L'ombra di Al Qaida sul sequestro in Niger del sacerdote italiano

Padre Maccalli era stato minacciato dagli jihadisti per le sue lotte anti infibulazione

Luigi Guelpa

Ci sarebbe la mano dell'Aqmi, sigla di Al Qaeda per il Maghreb Islamico, dietro al rapimento di padre Pierluigi Maccalli, 57 anni, originario della diocesi di Crema (Cremona) e missionario nella parrocchia di Bomoanga, nel nord del Niger, per conto della Società delle Missioni Africane (Sma). Nella notte tra lunedì e martedì un commando composto da tre individui armati ha fatto irruzione nella sua abitazione portandolo via in moto. I jihadisti hanno sottratto anche il suo computer, il cellulare e il pc delle suore. Gli uomini armati sono poi scappati in direzione della frontiera, dove la boscaglia è fitta ed è facile nascondersi. Con «padre Gigi», così è conosciuto a Crema, c'era solo un confratello indiano che è riuscito in qualche modo a nascondersi, facendo poi scattare l'allarme.

Il religioso era rientrato venerdì 7 settembre in Niger dopo un periodo di vacanza in Italia. Secondo quanto emerso dalle prime e sommarie indagini della polizia locale padre Maccalli aveva ricevuto negli ultimi mesi reiterate minacce di morte, legate soprattutto alla sua attività contro la bestiale pratica dell'infibulazione femminile. «La zona è molto calda e pericolosa - ha rivelato padre Luigino Frattin, responsabile della Sma - i sacerdoti comunque sono sempre prudenti, non escono di notte.
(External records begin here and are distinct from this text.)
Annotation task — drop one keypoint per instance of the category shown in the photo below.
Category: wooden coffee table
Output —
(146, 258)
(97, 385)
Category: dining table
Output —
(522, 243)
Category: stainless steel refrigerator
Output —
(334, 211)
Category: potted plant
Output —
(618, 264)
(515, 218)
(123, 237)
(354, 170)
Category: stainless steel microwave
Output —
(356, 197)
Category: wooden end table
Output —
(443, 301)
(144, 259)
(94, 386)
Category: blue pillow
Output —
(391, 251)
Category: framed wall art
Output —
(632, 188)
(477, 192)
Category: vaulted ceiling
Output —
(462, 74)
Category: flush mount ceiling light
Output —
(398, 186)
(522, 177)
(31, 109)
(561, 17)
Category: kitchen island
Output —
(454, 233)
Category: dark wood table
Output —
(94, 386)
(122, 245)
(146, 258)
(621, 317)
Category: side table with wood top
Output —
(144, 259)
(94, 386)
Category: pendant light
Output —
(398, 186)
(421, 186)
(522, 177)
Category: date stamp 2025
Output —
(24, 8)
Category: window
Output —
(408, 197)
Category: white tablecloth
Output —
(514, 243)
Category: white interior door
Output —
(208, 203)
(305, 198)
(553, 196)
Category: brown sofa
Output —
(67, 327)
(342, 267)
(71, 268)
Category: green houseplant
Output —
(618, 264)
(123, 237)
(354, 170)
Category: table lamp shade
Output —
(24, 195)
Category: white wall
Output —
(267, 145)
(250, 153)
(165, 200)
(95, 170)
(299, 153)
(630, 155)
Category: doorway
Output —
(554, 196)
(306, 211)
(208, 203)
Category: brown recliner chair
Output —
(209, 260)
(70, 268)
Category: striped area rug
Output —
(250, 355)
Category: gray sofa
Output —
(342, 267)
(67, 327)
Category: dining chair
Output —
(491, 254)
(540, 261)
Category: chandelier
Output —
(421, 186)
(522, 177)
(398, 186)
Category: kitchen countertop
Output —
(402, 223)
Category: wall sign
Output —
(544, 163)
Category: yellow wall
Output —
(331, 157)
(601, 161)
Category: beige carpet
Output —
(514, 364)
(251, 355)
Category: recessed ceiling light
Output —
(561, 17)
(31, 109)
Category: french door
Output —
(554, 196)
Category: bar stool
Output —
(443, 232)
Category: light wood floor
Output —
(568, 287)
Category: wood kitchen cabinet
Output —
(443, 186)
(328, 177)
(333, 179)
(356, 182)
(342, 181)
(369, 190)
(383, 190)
Dopo il rapimento però abbiamo chiesto ai nostri confratelli di recarsi nella capitale Niamey». La provincia dove sorge la missione si chiama Gourmancé, confina con il Burkina Faso e si trova in un'area che da qualche mese vive uno stato di emergenza a causa della presenza di terroristi provenienti dal Mali e dallo stesso Burkina Faso. Si tratta di cellule che non fanno parte della galassia del jihadismo professionale di guerriglieri specializzati, ma di combattenti islamici espressione delle durissime condizioni di vita dei territori. I giovani a quelle latitudini si sentono privi di prospettive economiche e di speranza nel futuro. In questo contesto, lo status e la possibilità di guadagno immediato che le organizzazioni terroristiche offrono funziona come un fattore d'attrazione ancor più che l'adesione convinta ai dettami dell'islam più integralista. A Bomoanga, dove opera padre Maccalli, la povertà è strutturale, i problemi di salute e igiene sono enormi, l'analfabetismo diffuso e la carenza di acqua e di strutture scolastiche ingenti. La mancanza di strade e di altre vie di comunicazione, anche telefoniche, rendono la zona isolata.
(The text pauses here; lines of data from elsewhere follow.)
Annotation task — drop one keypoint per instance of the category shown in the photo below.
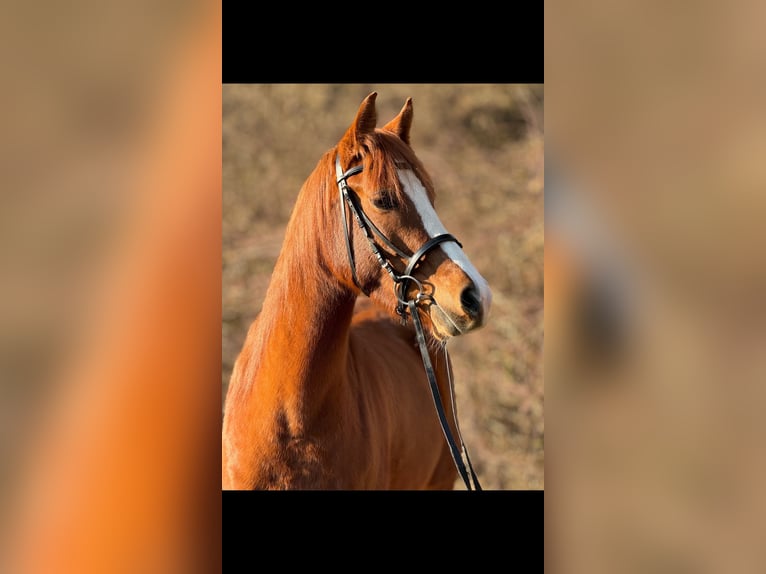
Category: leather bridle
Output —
(404, 304)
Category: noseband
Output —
(401, 285)
(401, 281)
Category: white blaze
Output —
(433, 226)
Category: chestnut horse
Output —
(327, 394)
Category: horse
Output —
(330, 394)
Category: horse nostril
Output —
(469, 299)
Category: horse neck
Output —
(296, 353)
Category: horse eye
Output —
(385, 201)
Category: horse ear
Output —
(401, 124)
(364, 123)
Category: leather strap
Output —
(458, 456)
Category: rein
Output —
(405, 305)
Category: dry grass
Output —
(483, 146)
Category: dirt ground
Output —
(483, 147)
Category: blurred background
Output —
(655, 278)
(483, 147)
(110, 181)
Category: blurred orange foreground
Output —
(124, 476)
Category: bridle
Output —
(401, 285)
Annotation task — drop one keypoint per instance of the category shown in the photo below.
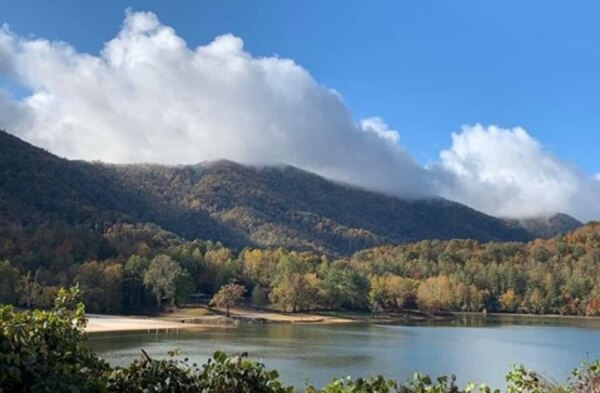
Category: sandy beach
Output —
(111, 323)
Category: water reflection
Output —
(473, 347)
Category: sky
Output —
(492, 104)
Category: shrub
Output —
(46, 351)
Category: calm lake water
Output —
(475, 348)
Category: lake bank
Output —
(476, 348)
(186, 318)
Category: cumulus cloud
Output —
(150, 97)
(507, 173)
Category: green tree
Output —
(228, 295)
(9, 279)
(161, 277)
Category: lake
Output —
(474, 347)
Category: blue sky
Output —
(425, 67)
(183, 82)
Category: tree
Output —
(46, 351)
(184, 285)
(436, 294)
(227, 296)
(161, 277)
(297, 291)
(9, 278)
(29, 289)
(260, 297)
(391, 292)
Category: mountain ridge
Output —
(239, 205)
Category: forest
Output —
(140, 267)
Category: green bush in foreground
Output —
(46, 351)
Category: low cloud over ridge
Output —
(149, 97)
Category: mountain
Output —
(225, 201)
(547, 227)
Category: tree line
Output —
(146, 267)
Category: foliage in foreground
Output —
(46, 351)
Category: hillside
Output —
(235, 204)
(547, 227)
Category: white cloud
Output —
(507, 173)
(149, 97)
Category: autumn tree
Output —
(161, 277)
(9, 278)
(227, 296)
(436, 294)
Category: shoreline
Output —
(123, 323)
(201, 317)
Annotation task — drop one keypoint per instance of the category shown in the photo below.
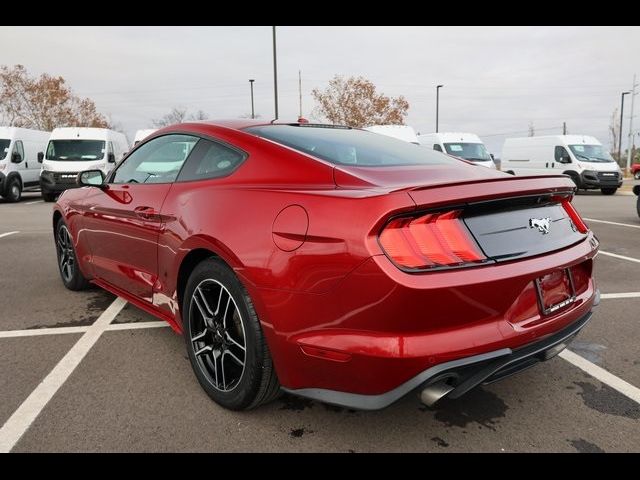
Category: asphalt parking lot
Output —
(134, 389)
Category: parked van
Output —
(581, 157)
(142, 134)
(20, 151)
(72, 150)
(467, 146)
(401, 132)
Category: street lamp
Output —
(275, 72)
(438, 104)
(253, 113)
(621, 120)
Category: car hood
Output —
(396, 178)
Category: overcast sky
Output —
(496, 79)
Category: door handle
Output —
(146, 213)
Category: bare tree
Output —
(354, 102)
(178, 115)
(44, 102)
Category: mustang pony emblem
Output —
(542, 224)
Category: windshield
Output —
(4, 148)
(474, 152)
(80, 150)
(591, 153)
(346, 146)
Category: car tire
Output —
(67, 260)
(220, 323)
(13, 190)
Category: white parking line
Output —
(611, 223)
(36, 332)
(29, 410)
(601, 374)
(604, 296)
(621, 257)
(136, 326)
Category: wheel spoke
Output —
(232, 340)
(199, 336)
(205, 349)
(226, 309)
(230, 353)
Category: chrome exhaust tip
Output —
(434, 392)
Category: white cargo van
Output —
(463, 145)
(581, 157)
(72, 150)
(142, 134)
(20, 150)
(401, 132)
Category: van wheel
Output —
(13, 190)
(225, 343)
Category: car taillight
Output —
(430, 241)
(574, 216)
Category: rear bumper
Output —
(464, 373)
(382, 327)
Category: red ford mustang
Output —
(330, 262)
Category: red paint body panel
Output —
(302, 236)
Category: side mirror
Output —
(90, 178)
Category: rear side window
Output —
(560, 153)
(210, 160)
(19, 149)
(157, 161)
(346, 146)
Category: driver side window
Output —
(157, 161)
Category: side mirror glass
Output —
(90, 178)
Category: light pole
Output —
(253, 113)
(621, 120)
(275, 72)
(438, 104)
Sul rapimento del sacerdote italiano la Procura di Roma ha aperto un fascicolo per terrorismo. Le autorità nigerine hanno assicurato di aver avviato indagini per ottenere la sua liberazione. Da non sottovalutare le frasi del ministro degli Interni Albadé Abouba che ha parlato di «un probabile rapimento a scopo di estorsione. Non è purtroppo un caso isolato, con i soldi che incassano si armano per tentare di rovesciare il governo».
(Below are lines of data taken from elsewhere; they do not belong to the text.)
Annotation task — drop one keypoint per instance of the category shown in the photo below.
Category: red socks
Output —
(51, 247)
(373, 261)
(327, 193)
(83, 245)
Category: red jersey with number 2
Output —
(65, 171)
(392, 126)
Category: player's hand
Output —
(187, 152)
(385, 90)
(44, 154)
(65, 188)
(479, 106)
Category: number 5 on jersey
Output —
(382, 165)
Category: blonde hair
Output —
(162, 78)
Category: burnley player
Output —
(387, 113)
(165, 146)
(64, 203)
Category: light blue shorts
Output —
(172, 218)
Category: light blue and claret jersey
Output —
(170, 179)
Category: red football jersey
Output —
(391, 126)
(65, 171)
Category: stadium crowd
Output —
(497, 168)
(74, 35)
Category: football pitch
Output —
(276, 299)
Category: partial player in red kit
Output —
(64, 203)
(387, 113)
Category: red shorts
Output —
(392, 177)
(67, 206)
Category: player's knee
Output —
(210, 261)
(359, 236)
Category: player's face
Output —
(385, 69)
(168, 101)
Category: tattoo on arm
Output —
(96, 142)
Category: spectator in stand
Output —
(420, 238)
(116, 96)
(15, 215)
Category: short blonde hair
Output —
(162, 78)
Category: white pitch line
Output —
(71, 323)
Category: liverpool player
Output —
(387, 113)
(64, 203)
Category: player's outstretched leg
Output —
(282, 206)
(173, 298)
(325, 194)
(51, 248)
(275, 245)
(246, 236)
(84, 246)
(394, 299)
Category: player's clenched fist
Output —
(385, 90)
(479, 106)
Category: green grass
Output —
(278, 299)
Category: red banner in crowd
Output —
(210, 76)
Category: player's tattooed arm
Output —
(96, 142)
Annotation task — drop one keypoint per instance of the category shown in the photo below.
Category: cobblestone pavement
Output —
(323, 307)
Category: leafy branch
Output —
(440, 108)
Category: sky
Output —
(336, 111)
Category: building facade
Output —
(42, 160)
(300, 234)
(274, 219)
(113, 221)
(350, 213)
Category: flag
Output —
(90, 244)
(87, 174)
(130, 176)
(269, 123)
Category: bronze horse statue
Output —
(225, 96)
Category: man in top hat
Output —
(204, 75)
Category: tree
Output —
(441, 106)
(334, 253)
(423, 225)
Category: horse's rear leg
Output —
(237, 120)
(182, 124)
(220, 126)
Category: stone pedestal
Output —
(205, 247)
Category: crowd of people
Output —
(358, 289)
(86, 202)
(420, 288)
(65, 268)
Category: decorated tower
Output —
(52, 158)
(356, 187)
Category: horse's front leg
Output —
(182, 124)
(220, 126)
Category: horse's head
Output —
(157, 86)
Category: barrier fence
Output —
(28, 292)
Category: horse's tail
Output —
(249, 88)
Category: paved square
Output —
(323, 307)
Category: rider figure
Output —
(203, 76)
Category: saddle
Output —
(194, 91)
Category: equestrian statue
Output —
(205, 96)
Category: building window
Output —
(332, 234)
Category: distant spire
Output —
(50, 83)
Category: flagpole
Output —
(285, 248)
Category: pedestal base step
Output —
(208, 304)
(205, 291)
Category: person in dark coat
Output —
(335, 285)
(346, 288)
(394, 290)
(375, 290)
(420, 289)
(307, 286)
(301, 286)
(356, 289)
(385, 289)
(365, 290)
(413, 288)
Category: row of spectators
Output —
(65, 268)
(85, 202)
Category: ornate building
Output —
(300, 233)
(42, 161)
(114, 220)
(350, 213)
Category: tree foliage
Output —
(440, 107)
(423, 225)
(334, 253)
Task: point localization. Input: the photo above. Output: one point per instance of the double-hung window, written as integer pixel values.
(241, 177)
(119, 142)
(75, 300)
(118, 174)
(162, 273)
Il ministro degli Esteri Moavero Milanesi segue la vicenda, in stretto contatto con i familiari del sacerdote e, come si legge in una nota pubblicata sul sito della Farnesina «l'Ambasciata d'Italia a Niamey ha formalmente chiesto alle autorità locali di dare assoluta priorità alla rapida soluzione della vicenda e in ogni caso di evitare iniziative che possano

mettere a rischio l'incolumità del religioso». Walter Maccalli, fratello di padre Gigi, e anche lui sacerdote, è «in attesa di chiarimenti. Le autorità stanno lavorando, ma non ci sono alcune notizie concrete al momento».